She was moved by his earnestness. “Thank you,” she said. “And you don’t know how you help me. I’ve known I must go back to the big house but I haven’t had the courage. I came away after my husband’s death, and I’ve lingered on, dreading to go back alone—”

He interrupted her. “I’ll be with you. What I mean is — I’ll come to see you immediately and stay over a weekend, at least, now and then, if you’ll let me.”

“Of course,” she said. “I’m very touched, and you mustn’t for any reason, think it necessary. I shall be quite all right once I’m there — in a day or two. I have friends next door. My husband and I grew up in that neighborhood. In fact, it was a question whether we’d live in his family home or mine. But my house was empty — my father died soon after my marriage and my mother died earlier. I was an only child and so everything was left to me, and I’m really fond of the house.”

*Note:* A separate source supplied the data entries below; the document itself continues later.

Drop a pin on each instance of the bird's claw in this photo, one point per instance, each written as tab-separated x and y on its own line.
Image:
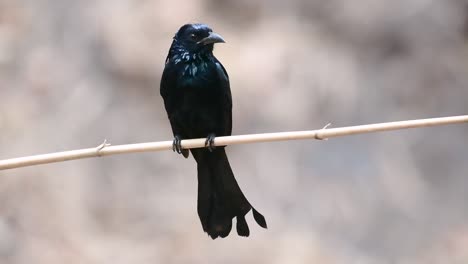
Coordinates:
209	142
176	146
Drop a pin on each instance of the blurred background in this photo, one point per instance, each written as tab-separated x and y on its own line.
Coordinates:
73	73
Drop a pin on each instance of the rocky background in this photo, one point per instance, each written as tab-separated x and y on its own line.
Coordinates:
73	73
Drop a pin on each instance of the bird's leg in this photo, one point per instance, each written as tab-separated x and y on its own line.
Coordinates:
176	147
209	142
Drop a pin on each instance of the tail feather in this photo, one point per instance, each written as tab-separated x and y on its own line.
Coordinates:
219	196
259	218
242	227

She spoke breathlessly, trying to explain all at once and not knowing quite what it was she wanted to explain. He listened raptly until she broke off.

“Perfect,” he said. “That’s where I want to see you, in a house that is your setting. This?” His arm swept the rugged room. “No!”

And then as though he had settled an argument he went abruptly to the piano and began to play a resounding polonaise of Chopin’s creation, and she sank into the deep sofa before the fire and listened, entranced by his new interpretation of familiar music. By his emphasis he eliminated every hint of the pathos that underlay the music and made instead a triumphant assertion of life.

“And what would Chopin have thought of that?” she inquired when he had finished as abruptly as he had begun and rising had come to stand over her, his brooding eyes upon her face.

“I make all music my own,” he replied, not removing his gaze.

And she kept smiling, half shy, half afraid. She did not know him. He was still a stranger. All the more dangerous then was this powerful attraction which had no basis in knowledge. She would have liked to ask him what his thoughts were and dared not. He spoke them without her asking.

“I want you to come skiing with me tomorrow.”

Her reply was instant. “I couldn’t possibly!”

“Why not?”

“Well, for one thing, I have no skis.”

“We can rent them.”

“I haven’t skied for years.”

“That’s an argument for — and this is probably the last good snow of the year.”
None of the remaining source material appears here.